The Philippines made significant progress in 2024 but must remain vigilant to address socioeconomic priorities and sustain transformation, according to the National Economic and Development Authority (NEDA).
During the presentation of the 2024 Philippine Development Report (PDR 2024) at the NEDA Board meeting on January 23, chaired by President Ferdinand R. Marcos Jr., the government pledged to sustain economic growth, maintain low inflation, strengthen fiscal foundations, and reduce poverty to single-digit levels, in line with the Philippine Development Plan (PDP) 2023-2028.
Two years into the PDP 2023-2028, the PDR 2024 highlights the government’s progress in advancing the President’s eight-point socioeconomic agenda. Key priorities include protecting purchasing power, reducing vulnerabilities, maintaining sound macroeconomic fundamentals, creating resilient jobs, fostering a level playing field, and ensuring public safety.
“Despite external and domestic challenges, the Philippine economy remained on a positive and robust growth trajectory. We achieved many of our targets and delivered tangible results,” said NEDA Secretary Arsenio M. Balisacan.
The economy grew by an average of 5.8% in the first three quarters of 2024, with all sectors surpassing pre-pandemic levels on the expenditures side. On the supply side, mining, quarrying, and real estate sectors are expected to recover further in 2025.
Inflation averaged 3.2% in 2024, within the target range of 2.0% to 4.0%. Food inflation fell to 4.5%, a notable improvement from 8.0% in 2023.
“While inflation has moderated, prices of key commodities remain elevated. Ensuring affordable and accessible food requires efficient markets and better-targeted programs for low-income Filipinos,” Balisacan said.
The labor market showed gains, with the unemployment rate averaging 4.3% in 2024, better than the 4.4% to 4.7% target range. Wage and salaried workers in private establishments rose to 50.7% in 2024 from 49.9% in 2023, while underemployment declined to 13.3% from 13.6%.
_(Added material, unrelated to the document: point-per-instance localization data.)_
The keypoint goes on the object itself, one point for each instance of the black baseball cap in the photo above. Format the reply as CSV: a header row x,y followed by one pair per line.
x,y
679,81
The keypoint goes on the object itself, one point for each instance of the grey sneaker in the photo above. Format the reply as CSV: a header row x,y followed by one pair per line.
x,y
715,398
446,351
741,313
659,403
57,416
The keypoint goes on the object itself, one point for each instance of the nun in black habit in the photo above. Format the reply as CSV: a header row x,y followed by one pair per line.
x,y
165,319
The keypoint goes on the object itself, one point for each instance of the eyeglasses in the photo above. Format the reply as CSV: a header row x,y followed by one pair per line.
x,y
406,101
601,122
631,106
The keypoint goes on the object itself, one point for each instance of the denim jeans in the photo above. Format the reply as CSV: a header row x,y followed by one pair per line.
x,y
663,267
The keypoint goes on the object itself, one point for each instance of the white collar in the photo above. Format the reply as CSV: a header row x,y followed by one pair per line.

Poverty incidence dropped to 15.5% in 2023 from 18.1% in 2021, lifting approximately 2.4 million Filipinos above the poverty line.
“With robust labor market performance and inflation deceleration in 2024, we expect further poverty reduction when new data becomes available,” Balisacan noted.
He also emphasized the need to address external risks, such as geopolitical tensions, climate risks, and technological disruptions, while capitalizing on opportunities to protect the labor force and food security.
“We must recalibrate our strategies to respond to these trends. Our resolve to achieve our targets this year is stronger than ever,” Balisacan said.
For 2025, the government aims to reduce poverty incidence to 13.2% or lower, maintain economic growth at 6.0% to 8.0%, and keep inflation within 2.0% to 4.0%. The generation of high-quality jobs will remain a priority, targeting an unemployment rate below 5.1% and increasing the share of wage and salaried workers.
“To achieve these targets, we will diversify and develop new growth drivers, adopt new technologies, raise productivity, and collaborate meaningfully with stakeholders,” Balisacan added.
Following President Marcos’ veto of certain items in the 2025 General Appropriations Act, the administration assured the public that critical health, education, and infrastructure initiatives will remain fully funded and supported.
“The President’s directive is clear: the government will continue to support urgent development priorities, ensuring that public services are sustained and improved to drive economic growth and inclusion,” the NEDA chief affirmed.
The 2024 Philippine Development Report will be publicly accessible starting January 31, 2025.